All data in Lucene data store will be sent to Elastic search. Every time a record is updated an entry is made in Lucene data store, and by default the data is sent synchroniously to ElasticSearch (fulltextBatchProcessBlobs).
Files are instead put in the Lucene file queue. By default the indexer is notified imidiately, a will start executing the Lucene file queue. When finished each translated text is written back into the Lucene data store and deleted from the Lucene file queue. Data is by default be sent to Elastic search right away (fulltextBatchProcessFiles).
TS contains 2 services
- Data index builder
- File index builder
These services sends data from Lucene data store to ElasticSearch. As mentioned this will normally be carried out automatically / synchroniously, unless some kind of error occurs - like Elastic being offline etc. In that case unprocessed items queue up: In the datastore, file queue or both.

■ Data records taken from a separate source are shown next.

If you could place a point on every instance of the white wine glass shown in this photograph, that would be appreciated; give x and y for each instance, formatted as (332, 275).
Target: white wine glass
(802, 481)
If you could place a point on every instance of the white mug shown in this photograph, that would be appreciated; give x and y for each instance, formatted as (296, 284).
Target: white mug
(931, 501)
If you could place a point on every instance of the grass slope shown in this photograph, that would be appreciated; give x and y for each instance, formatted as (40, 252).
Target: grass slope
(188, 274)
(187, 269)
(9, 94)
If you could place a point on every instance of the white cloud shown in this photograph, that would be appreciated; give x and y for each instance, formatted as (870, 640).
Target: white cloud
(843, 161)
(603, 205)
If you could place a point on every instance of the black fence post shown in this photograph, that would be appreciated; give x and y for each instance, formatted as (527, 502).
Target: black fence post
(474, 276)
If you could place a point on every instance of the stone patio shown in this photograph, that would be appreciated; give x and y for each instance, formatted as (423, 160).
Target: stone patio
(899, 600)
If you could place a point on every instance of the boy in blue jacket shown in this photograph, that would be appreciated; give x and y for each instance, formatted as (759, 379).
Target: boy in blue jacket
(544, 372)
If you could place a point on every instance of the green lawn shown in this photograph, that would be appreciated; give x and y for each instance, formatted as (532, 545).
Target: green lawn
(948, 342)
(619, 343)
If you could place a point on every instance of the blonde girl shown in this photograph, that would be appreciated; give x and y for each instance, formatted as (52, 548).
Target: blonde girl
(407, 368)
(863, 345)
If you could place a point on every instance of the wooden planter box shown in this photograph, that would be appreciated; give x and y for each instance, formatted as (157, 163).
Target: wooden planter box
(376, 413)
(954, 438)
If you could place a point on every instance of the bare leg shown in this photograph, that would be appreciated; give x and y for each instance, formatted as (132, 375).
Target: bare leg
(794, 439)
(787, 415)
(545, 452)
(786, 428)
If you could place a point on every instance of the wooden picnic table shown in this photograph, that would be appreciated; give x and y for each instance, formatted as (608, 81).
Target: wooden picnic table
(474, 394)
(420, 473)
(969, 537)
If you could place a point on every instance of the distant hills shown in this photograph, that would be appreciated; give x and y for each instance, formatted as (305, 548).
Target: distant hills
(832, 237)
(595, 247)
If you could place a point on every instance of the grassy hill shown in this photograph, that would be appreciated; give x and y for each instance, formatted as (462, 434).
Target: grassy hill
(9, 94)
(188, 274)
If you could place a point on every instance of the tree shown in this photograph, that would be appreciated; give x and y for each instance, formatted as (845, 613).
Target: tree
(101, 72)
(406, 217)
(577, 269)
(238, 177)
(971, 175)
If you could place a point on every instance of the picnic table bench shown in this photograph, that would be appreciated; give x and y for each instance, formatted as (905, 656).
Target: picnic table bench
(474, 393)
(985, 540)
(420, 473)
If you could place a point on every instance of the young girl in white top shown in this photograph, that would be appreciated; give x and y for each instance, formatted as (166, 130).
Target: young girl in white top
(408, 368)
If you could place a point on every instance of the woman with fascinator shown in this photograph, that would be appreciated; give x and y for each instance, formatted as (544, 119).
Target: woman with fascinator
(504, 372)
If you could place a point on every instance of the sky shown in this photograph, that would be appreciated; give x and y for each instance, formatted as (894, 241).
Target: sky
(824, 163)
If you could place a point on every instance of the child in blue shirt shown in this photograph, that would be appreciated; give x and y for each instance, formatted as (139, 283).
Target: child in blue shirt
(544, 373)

Running the services will handle everything in the queues (send it to Elastic search).
Trouble shooting
Status on the file indexing
The file indexer has a stus page that will display information about the state of the indexer
https://<server>/tsFileIndexingService/execute
The page also constains a goodword "HEALTHY" taht is displayed if the process has not exceeded the specified timeouts.
Controlling timeouts
Timeouts are specified in seconds and should be tuned to CPU size and quality of documents
<Parameter name="TimeoutTesseract" value="600"/> <Parameter name="TimeoutGhostscript" value="60"/>
Poor quality documents on virtualized environments can easily consume about a minute per page.
Debugging OCR proces
By default output from the external components are written to logfiles, which can be disabled by adding this option
<Parameter name="SuppressCommandOutput" value="0"/>
Note that there is a switch in configuration file (context.xml) which can disable file deletion on the server
<Parameter name="DisableFileCleanup" value=""/>
Reindexing
Reindex files
Before reindexing starts may clean up the index (this is optional)
DELETE FROM lucenedatastore WHERE FieldID > 0;
To reindex execute the statement below using the following parameters
- schema of the database (example: "tslive")
- file table of the solution (example: "data_solution_file")
INSERT INTO lucenefilequeue (application,tablename,FileID) SELECT 'tslive', 'data_solution_file', f.ID as FileID FROM data_solution_file as f WHERE f.IsDeleted = 0;
After executing the statement execute the indexing service and wait patiently
Rewrite index
I case your Elastic Search is lost or corrupted it is quite easy to add the whole database to Elastic search
UPDATE lucenedatastore SET IsProcessed = 0;
Note this will just add all data once more - there is no indexing or OCR being carried out.